That Jumping Story...
J'adore lire Dan de Lost Garden. Son dernier talk commence par une histoire d'horreur d'un autre temps (enfin, j'espère), puis revient sur certains principes de GD qui lui sont cher ^_^
Not so long ago there was an experienced team, working with a known platform, and a known engine. They had just scored a popular girl friendly license valued at roughly $160 million. Their game had the potential to hit as big as Pokemon or Nintendogs.
The designer ignored all this. You see, he had always wanted to make a Zelda clone...one with the critical element that has always been missing from all Zelda games: Hardcore jumping puzzles.
If the team missed the milestones, the penalties were extreme. So they crunched in happy little silos of artists, level designers and programmers, all in accordance to a strict production schedule. It was the only possible way to get all the specified content done in time for the looming holiday ship date.
Uh oh. They relied heavily on laboriously constructed jumping puzzles tuned to the old jump mechanics. The last few levels of the game were massively broken.

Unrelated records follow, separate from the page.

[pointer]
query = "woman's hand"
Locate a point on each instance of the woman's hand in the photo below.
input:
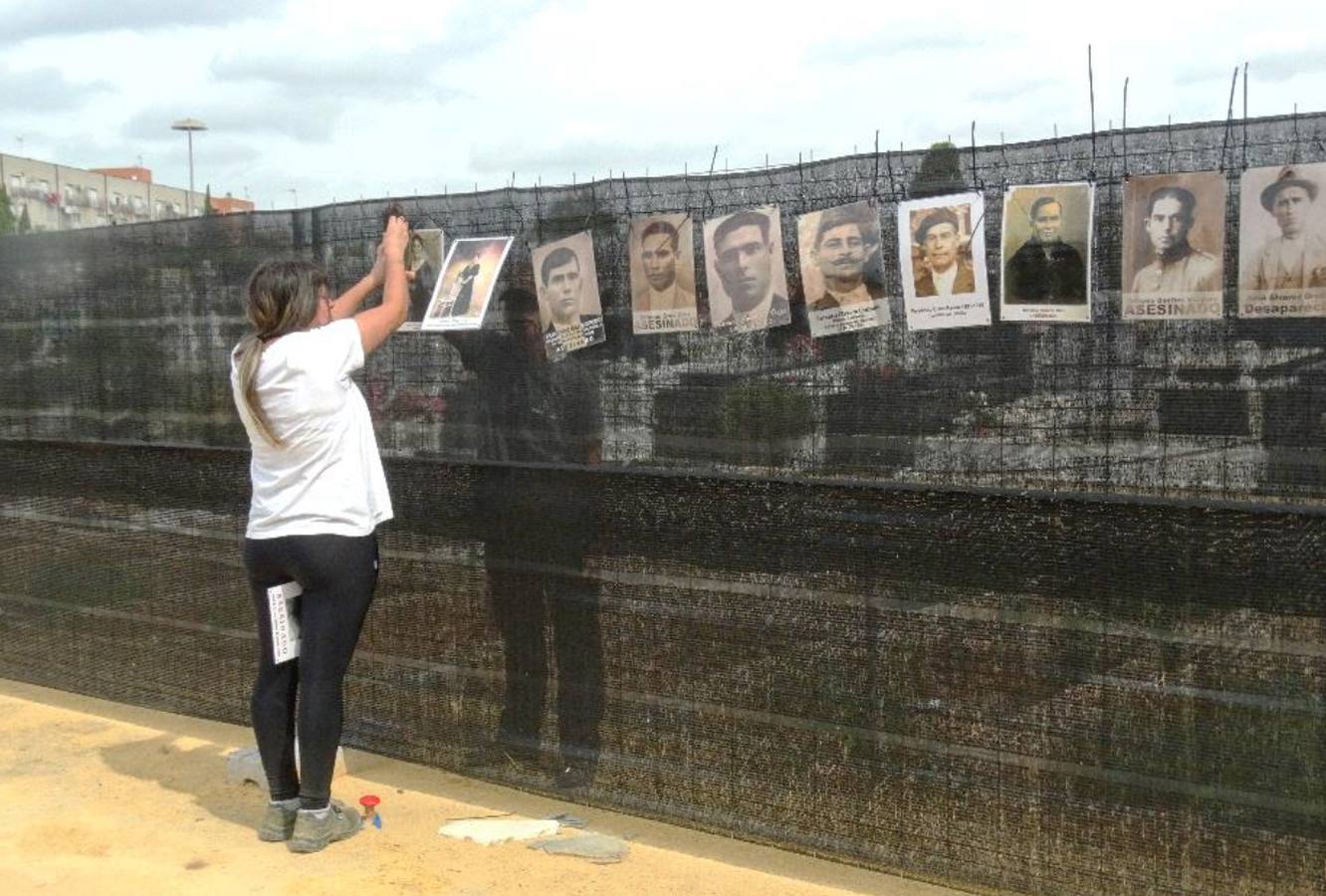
(395, 240)
(378, 275)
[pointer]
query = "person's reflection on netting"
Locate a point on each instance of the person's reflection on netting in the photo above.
(538, 525)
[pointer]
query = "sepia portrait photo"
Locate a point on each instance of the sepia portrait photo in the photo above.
(842, 269)
(748, 283)
(1174, 247)
(1282, 241)
(942, 253)
(1046, 252)
(569, 305)
(468, 277)
(423, 265)
(662, 275)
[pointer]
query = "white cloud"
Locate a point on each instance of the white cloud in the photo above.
(352, 99)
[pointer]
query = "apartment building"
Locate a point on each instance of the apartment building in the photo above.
(63, 198)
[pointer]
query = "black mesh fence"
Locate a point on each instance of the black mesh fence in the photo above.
(1034, 607)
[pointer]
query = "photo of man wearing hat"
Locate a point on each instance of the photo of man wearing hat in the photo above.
(946, 272)
(1297, 257)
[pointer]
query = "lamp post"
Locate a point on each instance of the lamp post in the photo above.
(188, 126)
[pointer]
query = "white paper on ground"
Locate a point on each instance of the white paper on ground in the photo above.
(488, 831)
(286, 623)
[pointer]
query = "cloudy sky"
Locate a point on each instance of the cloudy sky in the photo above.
(311, 101)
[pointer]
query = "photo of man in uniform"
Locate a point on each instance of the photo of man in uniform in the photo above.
(659, 255)
(1178, 267)
(750, 264)
(1045, 269)
(1297, 257)
(946, 272)
(845, 240)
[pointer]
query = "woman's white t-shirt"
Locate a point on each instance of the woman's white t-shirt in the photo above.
(327, 477)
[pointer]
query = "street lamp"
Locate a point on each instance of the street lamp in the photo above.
(188, 126)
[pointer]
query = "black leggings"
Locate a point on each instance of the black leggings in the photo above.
(338, 574)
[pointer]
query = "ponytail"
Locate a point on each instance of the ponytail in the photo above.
(282, 297)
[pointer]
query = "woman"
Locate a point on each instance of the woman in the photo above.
(319, 495)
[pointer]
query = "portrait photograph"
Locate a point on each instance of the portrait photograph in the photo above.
(1282, 241)
(1045, 251)
(468, 277)
(942, 255)
(842, 269)
(566, 284)
(748, 283)
(1174, 247)
(662, 257)
(423, 263)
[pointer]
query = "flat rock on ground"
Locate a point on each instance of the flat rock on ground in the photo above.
(107, 798)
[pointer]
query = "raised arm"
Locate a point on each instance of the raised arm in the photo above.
(347, 303)
(380, 321)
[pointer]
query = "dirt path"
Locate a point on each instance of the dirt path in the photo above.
(108, 798)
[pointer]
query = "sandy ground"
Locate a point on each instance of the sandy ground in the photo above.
(107, 798)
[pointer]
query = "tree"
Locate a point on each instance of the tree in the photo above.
(941, 172)
(8, 223)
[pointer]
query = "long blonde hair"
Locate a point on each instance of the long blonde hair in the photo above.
(282, 297)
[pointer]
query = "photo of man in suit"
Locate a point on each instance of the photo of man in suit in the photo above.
(567, 295)
(846, 239)
(1297, 257)
(946, 271)
(748, 261)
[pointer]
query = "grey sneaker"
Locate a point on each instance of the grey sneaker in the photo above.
(312, 832)
(278, 823)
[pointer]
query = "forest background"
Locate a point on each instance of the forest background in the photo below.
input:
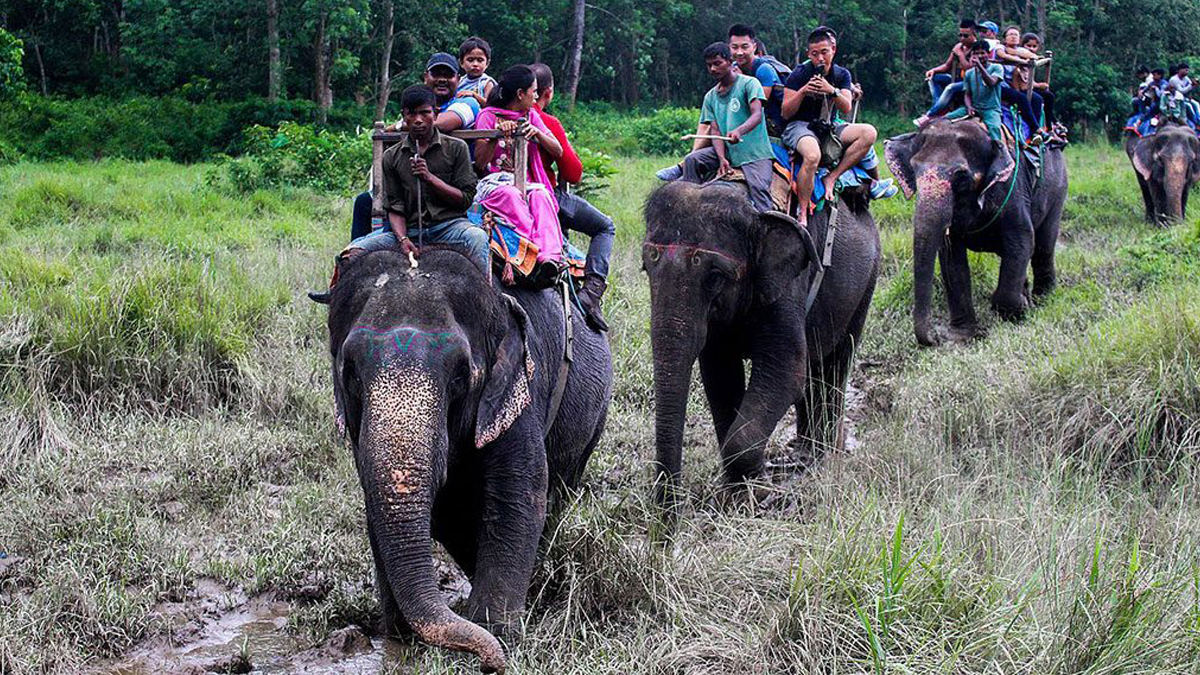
(183, 78)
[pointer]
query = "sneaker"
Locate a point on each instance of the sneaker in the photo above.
(883, 189)
(591, 297)
(670, 173)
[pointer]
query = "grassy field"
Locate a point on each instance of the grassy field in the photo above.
(1025, 503)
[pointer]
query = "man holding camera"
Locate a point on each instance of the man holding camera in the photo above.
(809, 94)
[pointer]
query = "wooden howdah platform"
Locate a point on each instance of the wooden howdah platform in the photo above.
(383, 139)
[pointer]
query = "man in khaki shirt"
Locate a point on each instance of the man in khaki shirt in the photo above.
(427, 186)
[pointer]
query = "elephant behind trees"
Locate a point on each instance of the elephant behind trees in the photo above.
(444, 384)
(729, 284)
(1168, 166)
(967, 199)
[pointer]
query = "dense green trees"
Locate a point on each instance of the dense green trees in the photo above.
(633, 52)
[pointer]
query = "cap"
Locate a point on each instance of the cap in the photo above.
(442, 59)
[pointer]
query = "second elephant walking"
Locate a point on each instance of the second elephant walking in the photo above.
(729, 284)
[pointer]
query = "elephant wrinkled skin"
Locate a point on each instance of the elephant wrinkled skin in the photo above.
(444, 386)
(729, 284)
(971, 195)
(1168, 166)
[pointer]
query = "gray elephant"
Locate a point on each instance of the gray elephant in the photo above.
(729, 284)
(445, 386)
(1168, 165)
(971, 195)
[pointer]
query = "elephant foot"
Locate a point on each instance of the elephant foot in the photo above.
(507, 627)
(807, 454)
(743, 494)
(1042, 290)
(961, 334)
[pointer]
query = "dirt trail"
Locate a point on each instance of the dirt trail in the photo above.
(220, 629)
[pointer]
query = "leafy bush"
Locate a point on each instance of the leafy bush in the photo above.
(597, 169)
(659, 133)
(297, 155)
(11, 53)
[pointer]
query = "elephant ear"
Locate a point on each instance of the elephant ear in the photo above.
(1000, 171)
(507, 390)
(1144, 157)
(1195, 161)
(898, 154)
(783, 249)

Surprise, surprise, the end result wasn’t a very good game. It received miserable scores, but even worse, the core audience who would have bought it on the license alone was completely alienated by the design decisions.
They wanted to befriend and grow cute little animals. They didn't want to die repeatedly while being attacked by spiky monsters while scrambling through military obstacle courses.
When the licensee pulled out of the sequel, the team collapsed. The human cost was immense. Home were lost, families relocated, many were so burnt out on game development they left the industry permanently, their passion crushed.